CHRISTOPHE ARCHAMBAULT / AFP Dans l’affaire du chlordécone aux Antilles, les juges d’instruction ont prononcé un non-lieu définitif (Photo : Une femme porte un T-shirt avec le slogan « Tous contre le chlordécone » en Guadeloupe en novembre 2021).

JUSTICE - Impossibilité à « caractériser une infraction pénale ». Deux juges d’instruction parisiennes ont prononcé lundi 3 janvier un non-lieu dans l’enquête au long cours sur l’empoisonnement des Antilles au chlordécone, autorisé dans les bananeraies jusqu’en 1993. En métropole, ce pesticide est interdit depuis 1990.

Une source judiciaire a confirmé à l’AFP ce jeudi 5 janvier cette décision à haute valeur symbolique, qui était également demandée par le parquet de Paris dans ses réquisitions fin novembre, et était redoutée par des élus et habitants de Martinique et de Guadeloupe, qui ont régulièrement dénoncé un risque de « déni de justice ».

Pas de « lien de causalité certain »

Selon des éléments de l’ordonnance de non-lieu dont l’AFP a eu connaissance, les deux magistrates instructrices reconnaissent un « scandale sanitaire », sous la forme d’« une atteinte environnementale dont les conséquences humaines, économiques et sociales affectent et affecteront pour de longues années la vie quotidienne des habitants » de Martinique et de Guadeloupe.

Mais elles prononcent un non-lieu, évoquant la difficulté de « rapporter la preuve pénale des faits dénoncés », « commis 10, 15 ou 30 ans avant le dépôt de plaintes », la première l’ayant été en 2006.

Les magistrates soulignent également « l’état des connaissances techniques ou scientifiques » au moment où les faits ont été commis : « le faisceau d’arguments scientifiques » au début des années 1990 « ne permettait pas de dire que le lien de causalité certain exigé par le droit pénal » entre la substance en cause d’un côté et l’impact sur la santé de l’autre, « était établi ».

Avançant également divers obstacles liés au droit, à son interprétation et son évolution depuis l’époque d’utilisation du chlordécone, les magistrates attestent de leur « souci » d’obtenir une « vérité judiciaire », qui a toutefois abouti à une impossibilité à « caractériser une infraction pénale ».

90 % de la population adulte contaminée

Utilisé dans les bananeraies pour lutter contre le charançon, le chlordécone a été autorisé en Martinique et en Guadeloupe jusqu’en 1993, sous dérogation, quand le reste du territoire français en avait interdit l’usage.

Il a provoqué une pollution importante et durable des deux îles et est soupçonné d’avoir provoqué une vague de cancers.

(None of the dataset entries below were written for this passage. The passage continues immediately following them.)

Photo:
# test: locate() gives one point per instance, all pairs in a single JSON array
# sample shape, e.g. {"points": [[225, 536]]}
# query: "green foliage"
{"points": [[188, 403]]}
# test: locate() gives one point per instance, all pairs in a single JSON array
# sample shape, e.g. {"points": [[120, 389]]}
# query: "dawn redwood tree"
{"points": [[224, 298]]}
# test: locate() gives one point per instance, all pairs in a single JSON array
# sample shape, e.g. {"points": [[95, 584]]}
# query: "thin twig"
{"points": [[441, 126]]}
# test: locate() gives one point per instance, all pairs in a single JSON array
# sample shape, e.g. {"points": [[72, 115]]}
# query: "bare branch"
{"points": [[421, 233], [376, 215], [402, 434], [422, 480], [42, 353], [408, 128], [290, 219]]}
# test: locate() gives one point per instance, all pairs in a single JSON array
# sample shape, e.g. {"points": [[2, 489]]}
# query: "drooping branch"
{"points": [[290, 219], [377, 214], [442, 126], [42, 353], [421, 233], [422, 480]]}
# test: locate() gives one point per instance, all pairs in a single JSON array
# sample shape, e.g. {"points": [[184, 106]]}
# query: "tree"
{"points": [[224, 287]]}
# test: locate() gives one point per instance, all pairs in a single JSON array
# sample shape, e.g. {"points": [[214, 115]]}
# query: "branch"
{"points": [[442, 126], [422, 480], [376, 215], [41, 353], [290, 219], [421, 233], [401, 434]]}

Il n’a été banni des Antilles que 15 ans après les alertes de l’Organisation mondiale de la santé. Selon Santé publique France, plus de 90 % de la population adulte des deux îles est contaminée par ce pesticide.

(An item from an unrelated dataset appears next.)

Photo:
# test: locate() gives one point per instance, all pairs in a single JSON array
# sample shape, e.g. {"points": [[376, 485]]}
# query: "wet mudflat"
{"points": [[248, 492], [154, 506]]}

En 2006, plusieurs associations martiniquaises et guadeloupéennes avaient déposé plainte pour empoisonnement, mise en danger de la vie d’autrui et administration de substance nuisible. Une information judiciaire avait été ouverte au tribunal judiciaire de Paris en 2008.

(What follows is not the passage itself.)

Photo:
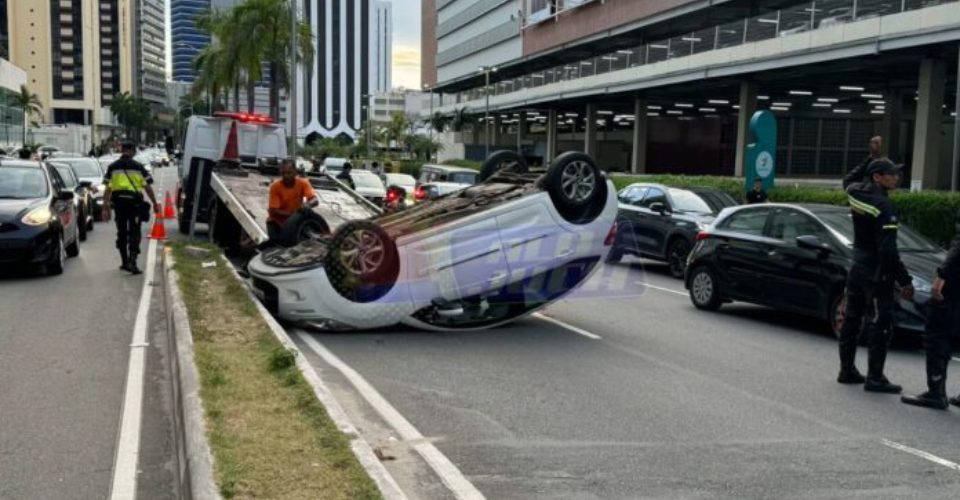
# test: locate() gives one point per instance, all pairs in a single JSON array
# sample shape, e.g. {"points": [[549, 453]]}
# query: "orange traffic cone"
{"points": [[159, 232], [168, 207]]}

Dans ses réquisitions de non-lieu, le parquet de Paris avait lui estimé que les faits étaient prescrits, s’agissant notamment de l’empoisonnement, ou non caractérisés, concernant l’administration de substances nuisibles, ce qui empêche toute poursuite. Depuis l’annonce des réquisitions de non-lieu, manifestations et rassemblements se sont multipliés en Martinique.